可选地,当Tb-Ta<T3时,b=b1;当T3≤Tb-Ta≤T4时,b=b2;当Tb-Ta>T4时,b=b3,式中b1<b2<b3。Alternatively, when Tb-Ta<T3, b=b1; when T3≤Tb-Ta≤T4, b=b2; when Tb-Ta>T4, b=b3, where b1<b2<b3.
可选地,T1=0℃,T2=4℃,T3=7℃,T4=13℃,b1=0.5,b2=0.8,b3=0.9。Alternatively, T1 = 0 ° C, T2 = 4 ° C, T3 = 7 ° C, T4 = 13 ° C, b1 = 0.5, b2 = 0.8, b3 = 0.9.
可选地,空调包括压缩机、冷凝器、三通管、第一电子膨胀阀和第二电子膨胀阀、以及两个蒸发器;其中三通管的进口连接冷凝器的出口,三通管的两个出口分别连通第一电子膨胀阀和第二电子膨胀阀的进口;第一电子膨胀阀和第二电子膨胀阀的出口分别连通两个蒸发器的进口;且两个蒸发器出口分别连通压缩机的进口。Optionally, the air conditioner comprises a compressor, a condenser, a tee, a first electronic expansion valve and a second electronic expansion valve, and two evaporators; wherein the inlet of the tee is connected to the outlet of the condenser, the tee Two outlets respectively communicate with the inlets of the first electronic expansion valve and the second electronic expansion valve; the outlets of the first electronic expansion valve and the second electronic expansion valve respectively communicate with the inlets of the two evaporators; and the two evaporator outlets are respectively connected and compressed Import of the machine.

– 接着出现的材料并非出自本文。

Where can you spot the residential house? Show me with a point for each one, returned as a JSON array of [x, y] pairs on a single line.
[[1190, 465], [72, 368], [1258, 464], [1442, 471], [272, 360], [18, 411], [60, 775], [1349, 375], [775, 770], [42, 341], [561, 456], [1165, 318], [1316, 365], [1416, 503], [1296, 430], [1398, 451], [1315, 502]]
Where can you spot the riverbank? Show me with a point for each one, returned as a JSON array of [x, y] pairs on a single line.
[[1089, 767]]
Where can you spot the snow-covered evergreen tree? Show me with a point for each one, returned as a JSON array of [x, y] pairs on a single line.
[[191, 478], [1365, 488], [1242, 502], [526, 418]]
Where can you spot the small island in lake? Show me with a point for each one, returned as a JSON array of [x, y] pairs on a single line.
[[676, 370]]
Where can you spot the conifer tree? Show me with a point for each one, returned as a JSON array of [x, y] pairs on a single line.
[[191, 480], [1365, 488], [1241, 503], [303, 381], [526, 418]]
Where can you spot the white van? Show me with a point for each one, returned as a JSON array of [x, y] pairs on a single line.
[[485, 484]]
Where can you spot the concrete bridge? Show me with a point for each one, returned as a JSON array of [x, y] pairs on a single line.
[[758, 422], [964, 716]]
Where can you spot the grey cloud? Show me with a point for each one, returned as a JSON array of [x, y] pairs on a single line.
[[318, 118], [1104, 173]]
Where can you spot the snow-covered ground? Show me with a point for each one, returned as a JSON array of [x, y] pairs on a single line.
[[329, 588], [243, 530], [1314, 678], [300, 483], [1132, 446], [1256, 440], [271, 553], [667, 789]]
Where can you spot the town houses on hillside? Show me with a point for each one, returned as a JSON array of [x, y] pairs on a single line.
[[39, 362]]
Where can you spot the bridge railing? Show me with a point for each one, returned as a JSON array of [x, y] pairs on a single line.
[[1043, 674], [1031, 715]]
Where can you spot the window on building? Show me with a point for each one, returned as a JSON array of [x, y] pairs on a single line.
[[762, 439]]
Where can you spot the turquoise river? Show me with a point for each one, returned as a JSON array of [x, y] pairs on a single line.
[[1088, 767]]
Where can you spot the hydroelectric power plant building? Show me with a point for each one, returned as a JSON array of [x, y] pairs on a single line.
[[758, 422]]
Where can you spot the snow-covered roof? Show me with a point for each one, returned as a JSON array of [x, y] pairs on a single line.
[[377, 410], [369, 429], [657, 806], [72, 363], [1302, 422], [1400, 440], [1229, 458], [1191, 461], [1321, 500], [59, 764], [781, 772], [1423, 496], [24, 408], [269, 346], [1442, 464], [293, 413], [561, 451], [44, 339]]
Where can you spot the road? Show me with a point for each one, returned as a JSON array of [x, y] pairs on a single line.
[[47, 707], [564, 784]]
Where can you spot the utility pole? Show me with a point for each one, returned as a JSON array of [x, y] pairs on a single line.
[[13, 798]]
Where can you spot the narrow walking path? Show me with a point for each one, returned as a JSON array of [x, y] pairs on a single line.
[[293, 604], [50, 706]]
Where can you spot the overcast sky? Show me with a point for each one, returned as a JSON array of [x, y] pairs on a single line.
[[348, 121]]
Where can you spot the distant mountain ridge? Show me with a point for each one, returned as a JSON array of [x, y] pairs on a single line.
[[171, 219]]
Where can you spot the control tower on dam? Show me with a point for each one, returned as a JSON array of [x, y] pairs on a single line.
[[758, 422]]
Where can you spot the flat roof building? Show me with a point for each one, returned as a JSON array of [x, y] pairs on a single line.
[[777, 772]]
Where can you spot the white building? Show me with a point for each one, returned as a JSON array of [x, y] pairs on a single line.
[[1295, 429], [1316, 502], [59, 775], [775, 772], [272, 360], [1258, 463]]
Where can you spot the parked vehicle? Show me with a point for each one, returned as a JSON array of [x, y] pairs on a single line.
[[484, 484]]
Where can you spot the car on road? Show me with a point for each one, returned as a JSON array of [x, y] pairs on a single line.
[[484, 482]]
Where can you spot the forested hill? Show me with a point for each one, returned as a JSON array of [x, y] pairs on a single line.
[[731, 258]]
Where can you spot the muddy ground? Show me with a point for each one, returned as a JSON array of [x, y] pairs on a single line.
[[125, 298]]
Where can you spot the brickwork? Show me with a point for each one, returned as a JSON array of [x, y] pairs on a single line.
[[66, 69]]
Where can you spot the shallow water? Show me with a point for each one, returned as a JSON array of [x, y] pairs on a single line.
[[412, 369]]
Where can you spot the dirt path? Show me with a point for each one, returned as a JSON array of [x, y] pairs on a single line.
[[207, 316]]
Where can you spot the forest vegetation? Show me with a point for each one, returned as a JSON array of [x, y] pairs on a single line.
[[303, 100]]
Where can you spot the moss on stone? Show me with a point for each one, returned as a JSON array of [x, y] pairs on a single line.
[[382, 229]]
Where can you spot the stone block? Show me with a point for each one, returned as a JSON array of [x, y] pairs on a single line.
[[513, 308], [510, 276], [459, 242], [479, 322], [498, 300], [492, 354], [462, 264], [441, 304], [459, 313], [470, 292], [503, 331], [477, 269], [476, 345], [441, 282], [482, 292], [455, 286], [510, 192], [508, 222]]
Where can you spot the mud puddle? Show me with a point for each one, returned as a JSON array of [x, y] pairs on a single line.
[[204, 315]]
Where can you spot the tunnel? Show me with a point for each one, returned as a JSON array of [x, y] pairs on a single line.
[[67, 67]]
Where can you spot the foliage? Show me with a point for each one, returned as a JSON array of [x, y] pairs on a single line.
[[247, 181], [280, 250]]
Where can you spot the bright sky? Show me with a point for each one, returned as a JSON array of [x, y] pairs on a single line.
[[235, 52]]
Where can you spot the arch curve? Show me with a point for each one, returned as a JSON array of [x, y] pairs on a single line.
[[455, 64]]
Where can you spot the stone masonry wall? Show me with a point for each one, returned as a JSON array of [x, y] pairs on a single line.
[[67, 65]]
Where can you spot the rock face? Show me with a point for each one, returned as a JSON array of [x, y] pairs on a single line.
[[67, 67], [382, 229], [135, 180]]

可选地,每个出风口处设置有:竖摆叶组,其包括竖向延伸且安装于出风口处的多个竖摆叶,多个竖摆叶可同步枢转以调节出风的左右方向;以及横摆叶组,其包括水平延伸的多个横摆叶,其安装在竖摆叶后方,多个横摆叶可同步枢转以调节出风的上下方向。Optionally, each air outlet is provided with: a vertical swinging leaf group, comprising a plurality of vertical pendulum leaves extending vertically and installed at the air outlet, the plurality of vertical swinging leaves being synchronously pivoted to adjust the left and right winds And a yaw group comprising a plurality of yaw leaves extending horizontally, which are mounted behind the vertical pendulum, and the plurality of yaw blades are pivoted synchronously to adjust the up and down direction of the wind.
可选地,一个风机对应两个出风口,另一风机对应一个出风口;且三个出风口沿直线排列。Optionally, one fan corresponds to two air outlets, and the other fan corresponds to one air outlet; and three air outlets are arranged in a straight line.

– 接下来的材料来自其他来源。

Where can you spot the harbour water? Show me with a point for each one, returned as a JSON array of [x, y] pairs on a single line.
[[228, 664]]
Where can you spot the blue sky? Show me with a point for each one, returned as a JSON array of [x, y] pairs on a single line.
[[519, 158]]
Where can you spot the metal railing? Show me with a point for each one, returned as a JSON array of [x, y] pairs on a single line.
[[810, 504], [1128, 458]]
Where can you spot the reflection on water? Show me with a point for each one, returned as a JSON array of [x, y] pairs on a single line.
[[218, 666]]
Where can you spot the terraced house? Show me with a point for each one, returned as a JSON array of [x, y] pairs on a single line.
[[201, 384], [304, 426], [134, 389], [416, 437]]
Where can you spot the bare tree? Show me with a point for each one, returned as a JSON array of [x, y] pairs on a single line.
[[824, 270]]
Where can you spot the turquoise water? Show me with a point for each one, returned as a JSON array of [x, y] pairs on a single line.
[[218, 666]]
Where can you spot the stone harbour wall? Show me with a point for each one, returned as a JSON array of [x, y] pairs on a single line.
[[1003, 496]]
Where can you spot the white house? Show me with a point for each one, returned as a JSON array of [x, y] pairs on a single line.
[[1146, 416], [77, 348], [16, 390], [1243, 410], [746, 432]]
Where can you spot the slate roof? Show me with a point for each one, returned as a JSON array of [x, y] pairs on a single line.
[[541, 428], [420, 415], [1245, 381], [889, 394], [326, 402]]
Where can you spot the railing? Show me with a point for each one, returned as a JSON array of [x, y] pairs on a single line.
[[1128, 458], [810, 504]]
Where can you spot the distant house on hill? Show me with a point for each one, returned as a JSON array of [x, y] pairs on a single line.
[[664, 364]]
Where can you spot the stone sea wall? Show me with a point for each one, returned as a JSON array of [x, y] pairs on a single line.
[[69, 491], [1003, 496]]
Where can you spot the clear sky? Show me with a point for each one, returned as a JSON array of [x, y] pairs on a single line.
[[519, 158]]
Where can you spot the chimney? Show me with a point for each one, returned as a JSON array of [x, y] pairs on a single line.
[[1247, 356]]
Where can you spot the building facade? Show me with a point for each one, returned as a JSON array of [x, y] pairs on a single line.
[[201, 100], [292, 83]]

可选地,两个风机均为贯流风机。Optionally, both fans are cross-flow fans.
可选地,两个蒸发器均为翅片式蒸发器且共用同一翅片组,两个蒸发器的盘管分别匹配翅片组的两个半部。Alternatively, both evaporators are finned evaporators and share the same set of fins, the coils of the two evaporators respectively matching the two halves of the set of fins.

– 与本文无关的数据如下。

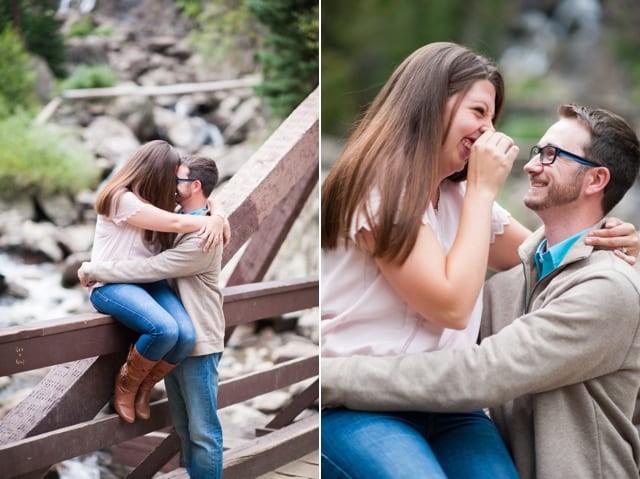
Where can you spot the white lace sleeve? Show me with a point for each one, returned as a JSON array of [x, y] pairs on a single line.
[[499, 219]]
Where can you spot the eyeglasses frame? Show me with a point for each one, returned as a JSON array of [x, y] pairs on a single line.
[[537, 150]]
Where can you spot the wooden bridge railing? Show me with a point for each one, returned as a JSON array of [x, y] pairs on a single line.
[[57, 421]]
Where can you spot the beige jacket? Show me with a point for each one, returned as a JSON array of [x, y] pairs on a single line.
[[561, 380], [196, 280]]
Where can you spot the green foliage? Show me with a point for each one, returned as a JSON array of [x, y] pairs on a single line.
[[39, 29], [289, 55], [42, 160], [17, 76], [90, 76], [81, 28], [189, 8], [225, 31]]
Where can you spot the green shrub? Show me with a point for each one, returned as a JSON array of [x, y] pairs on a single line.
[[289, 55], [40, 30], [81, 28], [42, 160], [17, 76], [90, 76]]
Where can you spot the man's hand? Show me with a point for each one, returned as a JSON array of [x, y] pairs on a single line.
[[620, 237]]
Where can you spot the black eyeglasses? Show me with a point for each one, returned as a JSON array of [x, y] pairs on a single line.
[[549, 154]]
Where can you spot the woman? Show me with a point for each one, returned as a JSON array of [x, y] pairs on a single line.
[[409, 228], [136, 219]]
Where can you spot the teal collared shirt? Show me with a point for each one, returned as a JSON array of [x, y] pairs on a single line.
[[549, 259]]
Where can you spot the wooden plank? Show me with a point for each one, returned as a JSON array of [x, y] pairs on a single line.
[[69, 393], [269, 452], [59, 344], [155, 90], [299, 403], [39, 451], [271, 173], [281, 375], [164, 454], [278, 302], [46, 343], [266, 242]]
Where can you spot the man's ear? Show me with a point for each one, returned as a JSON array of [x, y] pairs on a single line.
[[597, 179]]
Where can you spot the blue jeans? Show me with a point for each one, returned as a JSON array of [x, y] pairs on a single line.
[[154, 311], [192, 390], [412, 445]]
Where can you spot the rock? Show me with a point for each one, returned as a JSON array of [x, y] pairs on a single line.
[[137, 113], [89, 50], [296, 348], [110, 138]]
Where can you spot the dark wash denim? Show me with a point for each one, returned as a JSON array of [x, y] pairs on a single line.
[[192, 389], [154, 311], [412, 445]]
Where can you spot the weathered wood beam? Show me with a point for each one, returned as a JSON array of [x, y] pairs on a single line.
[[46, 343], [35, 452], [271, 173]]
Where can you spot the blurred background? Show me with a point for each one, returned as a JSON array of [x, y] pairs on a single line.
[[549, 51]]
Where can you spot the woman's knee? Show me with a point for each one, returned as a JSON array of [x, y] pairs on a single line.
[[187, 337]]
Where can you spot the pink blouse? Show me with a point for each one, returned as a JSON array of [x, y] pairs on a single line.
[[363, 315]]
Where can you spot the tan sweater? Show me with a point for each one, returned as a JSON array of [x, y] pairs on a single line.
[[561, 380], [196, 280]]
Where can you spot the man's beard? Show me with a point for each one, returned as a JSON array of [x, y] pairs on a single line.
[[556, 196]]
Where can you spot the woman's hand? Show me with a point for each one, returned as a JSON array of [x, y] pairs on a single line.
[[491, 159], [620, 237], [212, 233], [84, 277]]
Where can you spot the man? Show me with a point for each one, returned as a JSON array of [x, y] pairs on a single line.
[[563, 377], [192, 387]]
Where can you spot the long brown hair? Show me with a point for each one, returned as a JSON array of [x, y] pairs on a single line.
[[151, 175], [396, 145]]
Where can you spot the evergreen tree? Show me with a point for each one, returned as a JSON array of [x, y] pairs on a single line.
[[289, 56], [35, 22]]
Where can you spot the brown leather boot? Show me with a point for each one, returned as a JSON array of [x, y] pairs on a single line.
[[159, 371], [128, 380]]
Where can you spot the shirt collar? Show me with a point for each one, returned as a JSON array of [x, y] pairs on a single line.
[[549, 259]]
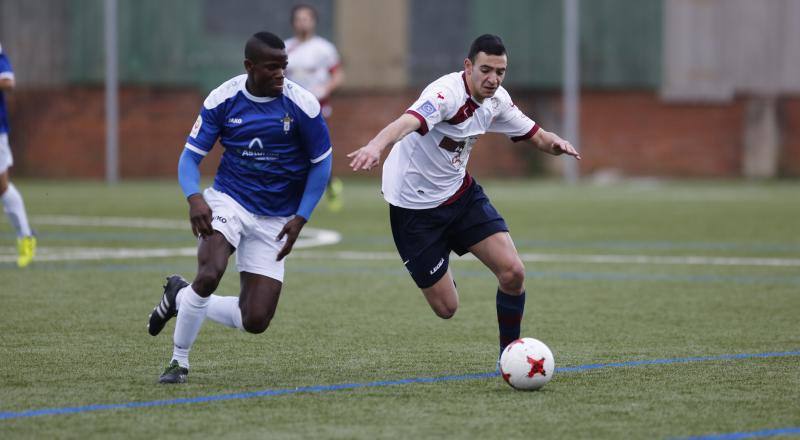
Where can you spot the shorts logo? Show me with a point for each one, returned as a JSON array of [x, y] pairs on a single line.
[[437, 267], [426, 109], [196, 128]]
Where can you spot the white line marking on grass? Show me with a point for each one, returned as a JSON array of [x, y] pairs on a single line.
[[310, 237], [329, 237], [580, 258], [113, 222]]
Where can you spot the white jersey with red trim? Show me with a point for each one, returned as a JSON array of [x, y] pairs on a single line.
[[311, 63], [426, 168]]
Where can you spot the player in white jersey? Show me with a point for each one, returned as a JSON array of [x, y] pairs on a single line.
[[435, 206], [11, 198], [314, 64]]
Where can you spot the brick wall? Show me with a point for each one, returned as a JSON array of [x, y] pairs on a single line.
[[60, 133]]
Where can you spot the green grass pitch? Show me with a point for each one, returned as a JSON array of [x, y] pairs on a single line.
[[72, 331]]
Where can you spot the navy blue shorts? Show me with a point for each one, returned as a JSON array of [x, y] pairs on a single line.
[[425, 237]]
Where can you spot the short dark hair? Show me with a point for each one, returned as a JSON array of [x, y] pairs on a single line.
[[300, 6], [251, 49], [488, 44]]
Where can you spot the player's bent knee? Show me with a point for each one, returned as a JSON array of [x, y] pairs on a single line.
[[512, 278], [255, 325], [206, 282], [445, 312]]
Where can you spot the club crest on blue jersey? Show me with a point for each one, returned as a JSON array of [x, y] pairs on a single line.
[[287, 123], [426, 109]]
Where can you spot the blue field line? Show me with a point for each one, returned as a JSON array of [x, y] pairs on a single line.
[[794, 430], [384, 383]]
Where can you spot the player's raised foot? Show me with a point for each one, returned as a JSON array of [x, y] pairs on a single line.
[[166, 308], [174, 373], [334, 193], [26, 249]]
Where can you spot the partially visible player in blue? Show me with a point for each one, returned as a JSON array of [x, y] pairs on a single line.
[[274, 170], [11, 198]]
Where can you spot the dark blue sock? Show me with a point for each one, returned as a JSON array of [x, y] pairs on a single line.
[[509, 316]]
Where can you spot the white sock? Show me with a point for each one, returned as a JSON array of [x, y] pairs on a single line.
[[187, 326], [225, 310], [15, 209]]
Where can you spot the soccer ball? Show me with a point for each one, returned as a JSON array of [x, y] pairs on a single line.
[[527, 364]]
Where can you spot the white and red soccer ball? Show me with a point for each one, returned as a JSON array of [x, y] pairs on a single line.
[[527, 364]]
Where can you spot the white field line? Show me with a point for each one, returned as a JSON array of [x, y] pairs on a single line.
[[74, 254], [310, 237], [578, 258], [319, 237]]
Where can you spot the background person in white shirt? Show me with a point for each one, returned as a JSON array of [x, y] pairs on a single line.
[[314, 64]]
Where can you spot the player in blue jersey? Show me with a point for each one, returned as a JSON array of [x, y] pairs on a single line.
[[274, 170], [12, 200]]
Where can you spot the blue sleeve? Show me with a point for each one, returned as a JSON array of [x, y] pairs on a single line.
[[205, 131], [5, 66], [189, 172], [317, 180], [314, 136]]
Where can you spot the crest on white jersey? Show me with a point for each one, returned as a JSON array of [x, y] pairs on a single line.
[[426, 109], [196, 128]]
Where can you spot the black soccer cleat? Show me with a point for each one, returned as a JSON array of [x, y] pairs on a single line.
[[166, 309], [174, 373]]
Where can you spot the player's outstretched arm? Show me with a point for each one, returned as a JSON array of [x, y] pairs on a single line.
[[553, 144], [369, 155], [189, 178]]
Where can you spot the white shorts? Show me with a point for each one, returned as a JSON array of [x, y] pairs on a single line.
[[6, 159], [252, 235]]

根据本发明的另一个方面还提供了一种变频空调的制冷控制装置,其包括存储器以及处理器,其中存储器内存储有控制程序,控制程序被处理器执行时用于实现上述任一种的变频空调的制冷控制方法。According to another aspect of the present invention, there is also provided a refrigeration control apparatus for an inverter air conditioner, comprising a memory and a processor, wherein the memory stores therein a control program for implementing the frequency conversion of any of the above when the control program is executed by the processor Air conditioning refrigeration control method.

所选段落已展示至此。